Embarrassed, Vic tried to explain that he wasn’t used to seeing glass cups used for coffee. She nodded, as if that were a perfectly reasonable explanation, and said, “I’m Toni, and you are..?”

“Vic.”

“Is that Viktor with a ‘k’?”

“I don’t think so. My mother had trouble with more than one syllable.”

That occasioned more laughter, and the reply,

“Are you perhaps an American of Eastern European Jewish descent?”

“I think I must be. But no one seemed to know exactly where our bunch came from.”

“Do you still see your family?”

“No.”

“I thought not. But, you see, you’re quite welcome here. Vlada, the cat, didn’t hiss at you when you came in.”

“I’m happy about that. Are you all from Poland?”

“We escaped in thirty nine when the Nazis and Soviets attacked from opposite sides. I was a young doctor at the time, but came here and worked in the hospitals.”

“Are you practicing as a doctor now?”

“I’m an otolaryngologist, that is, an ear, nose, and throat woman. Among other things, I straighten the septum inside the nose, but leave the outside untouched.”

“Can you tell at a glance who needs to be straightened?”

“It’s a bad sign if one goes about the streets snuffling with a handkerchief held to one’s nose.”

“In my home town, people who lost street fights sometimes did that.”

Toni then craned her neck to stare at Vic and said,

“I see no abnormalities in your nasal configuration.”

“I didn’t lose fights.”

“I see. A victorious street child, with an appropriate name, who ran away from home. How did you ever get over here?”  

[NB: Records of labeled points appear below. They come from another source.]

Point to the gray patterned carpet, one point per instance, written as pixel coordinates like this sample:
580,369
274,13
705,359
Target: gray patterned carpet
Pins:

It was beginning to seem to Vic that every sophisticated woman he met got far too much information out of him. However, he at least did protect his real name, the Mafia problem, and the connection with Swede. Toni then told him about the other people in the café. Two men with large moustaches on the other side were former Battle of Britain fighter pilots, and they were talking with a retired Polish general. There was another woman doctor, a male lawyer, and some academics. Toni concluded, “There are some accomplished people here, but we’re too shabby for the English.”

“Everyone looks fine to me.”

“None of the men have neatly pressed pin-striped suits and carefully rolled umbrellas. We women look like middle-class housewives.”

“What do I look like?”

“A young American itinerant student, temporarily without his rucksack. A good honest way of looking.”

     By this time, Vic had finished his kielbasa, and, on Toni’s recommendation, ordered some dessert. She lingered with her second cup of coffee, explaining that it was her day off. She then asked,

“Have you had time to find a girl friend in England?”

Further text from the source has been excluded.